Working as a volunteer teacher for underprivileged children was fulfilling, writes “Megan Richmond” in The Onion.

Was it always easy? Of course not. But with my spirit and determination, we were all able to move forward.

Can We Please, Just Once, Have A Real Teacher, fourth-grader “Brandon Mendez’ responds. |

Just once, it would be nice to walk into a classroom and see a teacher who has a real, honest-to-God degree in education and not a twentysomething English graduate trying to bolster a middling GPA and a sparse law school application. I don’t think it’s too much to ask for a qualified educator who has experience standing up in front of a classroom and isn’t desperately trying to prove to herself that she’s a good person.

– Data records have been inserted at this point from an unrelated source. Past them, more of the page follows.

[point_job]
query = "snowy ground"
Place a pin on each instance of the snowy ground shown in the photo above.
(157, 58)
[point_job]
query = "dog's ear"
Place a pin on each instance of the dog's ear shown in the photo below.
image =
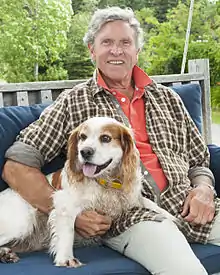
(72, 154)
(130, 160)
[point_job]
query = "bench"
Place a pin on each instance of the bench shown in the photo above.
(22, 103)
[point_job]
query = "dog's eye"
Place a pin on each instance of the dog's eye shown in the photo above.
(82, 137)
(105, 138)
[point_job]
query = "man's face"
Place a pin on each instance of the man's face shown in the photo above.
(114, 50)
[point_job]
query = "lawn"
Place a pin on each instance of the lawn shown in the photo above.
(216, 117)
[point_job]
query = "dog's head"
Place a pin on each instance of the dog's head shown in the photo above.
(103, 147)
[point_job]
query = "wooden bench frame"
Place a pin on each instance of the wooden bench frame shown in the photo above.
(30, 93)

I’m not some sort of stepping stone to a larger career, okay? I’m an actual child with a single working mother, and I need to be educated by someone who actually wants to be a teacher, actually comprehends the mechanics of teaching, and won’t get completely eaten alive by a classroom full of 10-year-olds within the first two months on the job.

How about a person who can actually teach me math for a change? Boy, wouldn’t that be a novel concept!

“We’re not adopted puppies you can show off to your friends” on Tumblir, Mendez writes.

I can’t afford to spend these vital few years of my cognitive development becoming a small thread in someone’s inspirational narrative.

Via Teach for America’s new blog, Pass the Chalk.


About Joanne


  1. Miller Smith says:

    If the child’s school system is anything like mine it has no qualified applicants for the position.

  2. When satire and real life are indistinguishable it isn’t satire that has to be examined.

  3. BadaBing says:

    This child needs a father more than he needs a “qualified” teacher.

  4. Hey Joanne, maybe you ought to have some boilerplate to paste in at the beginning of any post about a story from The Onion.